Biological comparisons: PAS and pre-eclampsia
Using a multi-omic approach consisting of spatial transcriptomics and proteomics, we identified several new pathways which may contribute to the abnormal placental adherence in PAS22. These related to upregulation of genes and proteins involved in degradation of extracellular matrix (ECM), local immune suppression and increased cell adhesion and proliferation22. This supports the findings of other molecular PAS studies, which found trophoblasts cells are overly invasive38, altered immune balance at the maternal-foetal interface39 and the decidua defective resulting in abnormal placental attachment9,21. On the other hand, EVT invasion in pre-eclampsia is abnormally shallow, leading to systemic foetal and maternal complications. Comparing our findings from PAS cases, hallmarked by placental villi gaining deep access to the myometrium, to findings from pre-eclampsia studies we found many of the findings presented in our multi-omic study on PAS22 are the mirror image of those reported in the literature in pre-eclampsia (Fig. 2).

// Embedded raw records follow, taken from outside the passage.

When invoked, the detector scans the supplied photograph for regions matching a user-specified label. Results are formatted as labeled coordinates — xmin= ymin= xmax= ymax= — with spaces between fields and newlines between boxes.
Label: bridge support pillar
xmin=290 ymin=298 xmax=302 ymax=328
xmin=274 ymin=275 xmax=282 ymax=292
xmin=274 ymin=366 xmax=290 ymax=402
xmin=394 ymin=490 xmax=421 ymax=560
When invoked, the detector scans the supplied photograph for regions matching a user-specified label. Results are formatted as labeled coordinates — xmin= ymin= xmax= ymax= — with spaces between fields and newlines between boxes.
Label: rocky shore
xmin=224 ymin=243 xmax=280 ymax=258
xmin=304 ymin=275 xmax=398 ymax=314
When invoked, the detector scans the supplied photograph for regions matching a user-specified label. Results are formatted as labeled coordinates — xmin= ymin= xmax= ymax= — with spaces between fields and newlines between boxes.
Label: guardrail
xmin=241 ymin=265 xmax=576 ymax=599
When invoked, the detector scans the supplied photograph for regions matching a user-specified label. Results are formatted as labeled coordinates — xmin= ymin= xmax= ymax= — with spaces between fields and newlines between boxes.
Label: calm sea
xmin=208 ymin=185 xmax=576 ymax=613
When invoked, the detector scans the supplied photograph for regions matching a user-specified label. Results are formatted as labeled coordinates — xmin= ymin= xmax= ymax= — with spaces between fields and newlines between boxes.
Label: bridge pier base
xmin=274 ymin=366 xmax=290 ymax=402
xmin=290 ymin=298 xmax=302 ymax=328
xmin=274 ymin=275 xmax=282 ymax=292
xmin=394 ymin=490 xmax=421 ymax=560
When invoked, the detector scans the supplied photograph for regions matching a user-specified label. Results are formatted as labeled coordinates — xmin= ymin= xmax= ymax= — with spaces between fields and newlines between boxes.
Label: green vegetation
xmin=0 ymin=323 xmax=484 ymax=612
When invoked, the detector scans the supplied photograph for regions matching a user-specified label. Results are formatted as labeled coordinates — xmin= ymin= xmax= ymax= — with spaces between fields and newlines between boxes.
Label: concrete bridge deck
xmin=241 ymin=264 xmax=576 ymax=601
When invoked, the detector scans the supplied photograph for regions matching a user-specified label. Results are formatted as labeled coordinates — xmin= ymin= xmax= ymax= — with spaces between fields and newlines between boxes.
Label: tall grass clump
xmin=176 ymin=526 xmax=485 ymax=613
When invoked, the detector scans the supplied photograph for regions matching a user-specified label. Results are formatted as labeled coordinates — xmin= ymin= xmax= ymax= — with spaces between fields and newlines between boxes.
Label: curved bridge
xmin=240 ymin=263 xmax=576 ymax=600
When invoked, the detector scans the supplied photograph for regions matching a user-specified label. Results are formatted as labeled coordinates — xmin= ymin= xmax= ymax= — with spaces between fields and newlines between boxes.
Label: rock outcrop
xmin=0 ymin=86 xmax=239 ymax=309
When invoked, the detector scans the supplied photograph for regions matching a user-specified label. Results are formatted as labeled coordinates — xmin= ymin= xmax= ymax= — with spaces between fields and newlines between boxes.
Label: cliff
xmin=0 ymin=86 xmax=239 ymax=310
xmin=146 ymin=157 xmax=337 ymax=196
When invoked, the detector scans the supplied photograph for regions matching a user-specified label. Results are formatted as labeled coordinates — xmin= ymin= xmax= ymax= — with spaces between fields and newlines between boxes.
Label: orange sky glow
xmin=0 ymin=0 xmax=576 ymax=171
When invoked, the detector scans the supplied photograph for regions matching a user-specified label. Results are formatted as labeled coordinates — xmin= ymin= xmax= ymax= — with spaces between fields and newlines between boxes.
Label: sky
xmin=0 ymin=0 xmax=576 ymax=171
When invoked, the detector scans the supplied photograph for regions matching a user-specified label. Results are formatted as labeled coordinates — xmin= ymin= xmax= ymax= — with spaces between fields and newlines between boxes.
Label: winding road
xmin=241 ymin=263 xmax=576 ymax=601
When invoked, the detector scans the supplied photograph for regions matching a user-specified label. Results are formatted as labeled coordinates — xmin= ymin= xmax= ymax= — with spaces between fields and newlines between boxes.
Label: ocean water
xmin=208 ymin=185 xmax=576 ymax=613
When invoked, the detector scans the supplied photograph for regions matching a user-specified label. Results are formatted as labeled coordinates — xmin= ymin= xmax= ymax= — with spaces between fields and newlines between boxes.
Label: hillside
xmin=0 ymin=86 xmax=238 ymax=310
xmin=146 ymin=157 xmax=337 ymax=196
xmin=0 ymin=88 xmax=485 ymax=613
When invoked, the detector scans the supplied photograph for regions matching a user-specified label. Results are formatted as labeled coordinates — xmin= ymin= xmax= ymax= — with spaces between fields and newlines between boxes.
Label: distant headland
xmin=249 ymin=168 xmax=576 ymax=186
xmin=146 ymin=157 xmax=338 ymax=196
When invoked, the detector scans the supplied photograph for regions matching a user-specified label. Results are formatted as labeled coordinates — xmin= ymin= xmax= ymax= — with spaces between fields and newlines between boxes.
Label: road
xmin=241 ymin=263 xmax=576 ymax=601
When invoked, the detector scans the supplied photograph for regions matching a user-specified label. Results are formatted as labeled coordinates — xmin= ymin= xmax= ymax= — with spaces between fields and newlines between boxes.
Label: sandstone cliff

In a normal pregnancy, EVT gain invasive properties from CCT via EMT and divide into endovascular (transform spiral arteries into low resistance vessels) and interstitial EVTs (invade the decidua and superficial myometrium). In PAS, the decidua is absent or deficient, and the maternal myometrium is scarred and thinned. EVTs gain deep access to the myometrium in PAS, while pre-eclampsia is characterised by shallow EVT invasion. The figure shows findings seen in our study in severe PAS are often mirrored in pre-eclampsia22. In PAS, many transcription factors involved in normal trophoblast invasion are upregulated and these have previously been found to be downregulated in pre-eclampsia. Similarly, we found PAS regions expressed anti-apoptotic markers possibly resulting in increased cell-proliferation, while placentas in pre-eclampsia are pro-apoptotic. Immune changes seen at the maternal-foetal interface in PAS, such as increased PD-L1 and PD-L2, may allow trophoblast cells to escape the normal immune regulators of trophoblast invasion. Again, the mirror findings were previously reported in pre-eclampsia. Similarly, changes seen in the maternal serum in PAS, such as increased sTIE-2 and VEGF-A, the reverse findings were previously demonstrated in pre-eclampsia. vCTB villous cytotrophoblast. ST Syncytiotrophoblast. CCT cytotrophoblast column. EVT extravillous trophoblast. EMT epithelial to mesenchymal transition. ECM Extracellular Matrix.
Differentially expressed genes and proteins contributing to trophoblast invasion
Using spatial transcriptomics, we found several genes were differentially expressed in PAS. NF-κB2, expressed in syncytiotrophoblast and placental villi40, was increased in increta compared to accreta regions, which is part of the NF-κB protein family and increases EVT invasion by activating EMT41. Interestingly, in pre-eclampsia NF-κB2 is also significantly increased in placental tissue42. This may be explained as NF-κB can both inhibit or promote invasion via EMT. For example, when activated by TNF-alpha, NF-κB inhibits EVT invasion as a result of increased plasminogen activator-143, levels of which are increased in pre-eclampsia44. This suggests activation of NF-κB by different pathways in PAS and pre-eclampsia contributes to either increased or shallow EVT invasion. In PAS, this may be driven via PI3K/AKT/NF-κB45 and AP-1 signalling, which we showed were increased in increta regions22.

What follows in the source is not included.